Entscheidungsstichwort (Thema)
Keine Protokollierungspflicht der für die Beweiswürdigung bedeutsamen Interaktionen; Unmittelbarkeit der Beweisaufnahme
Leitsatz (NV)
1. Nach § 160 Abs. 3 Nr. 4 ZPO sind in der Niederschrift über die mündliche Verhandlung “die Aussagen der Zeugen” festzustellen. Begleitumstände der Aussagen wie etwa die Körpersprache der Zeugen bei der Vernehmung oder Kommentare der Prozessbevollmächtigten hierzu sowie sonstige Formen der für die Beweiswürdigung bedeutsamen Interaktionen (z.B. gemeinsames Gelächter) müssen nicht auf der Grundlage dieser Vorschrift protokolliert werden.

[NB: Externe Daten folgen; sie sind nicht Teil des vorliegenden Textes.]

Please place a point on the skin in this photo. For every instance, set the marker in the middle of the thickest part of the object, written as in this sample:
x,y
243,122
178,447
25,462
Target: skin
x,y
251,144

2. Der Grundsatz der materiellen Unmittelbarkeit der Beweisaufnahme verbietet dem Gericht lediglich, anstelle des erreichbaren unmittelbaren Beweismittels ein bloß mittelbares heranzuziehen. Der Unmittelbarkeitsgrundsatz ist aber nicht verletzt, wenn das Gericht die für die Sachverhaltsaufklärung wichtigen Zeugen hört und ihnen aufgrund des Inhalts beigezogener Akten anderer Gerichte und Behörden Vorhaltungen macht. Auch zur Beurteilung der Glaubwürdigung der Zeugen ist die Berücksichtigung des Akteninhalts und der Ergebnisse früherer Zeugeneinvernahmen geboten.
Normenkette
FGO § 76 Abs. 1, §§ 81, 96, 115 Abs. 2; ZPO § 160 Abs. 2, 3 Nr. 4
Verfahrensgang
FG Köln (Urteil vom 15.03.2006; Aktenzeichen 12 K 6604/01) |
Gründe
Die Beschwerde ist unbegründet und daher zurückzuweisen (§ 116 Abs. 5 der Finanzgerichtsordnung --FGO--).
Es kann dahinstehen, ob die Kläger und Beschwerdeführer (Kläger) alle von ihnen geltend gemachten Verfahrensrügen entsprechend den Vorgaben des § 116 Abs. 3 Satz 3 FGO dargelegt haben. Die gerügten Verfahrensmängel liegen jedenfalls nicht vor.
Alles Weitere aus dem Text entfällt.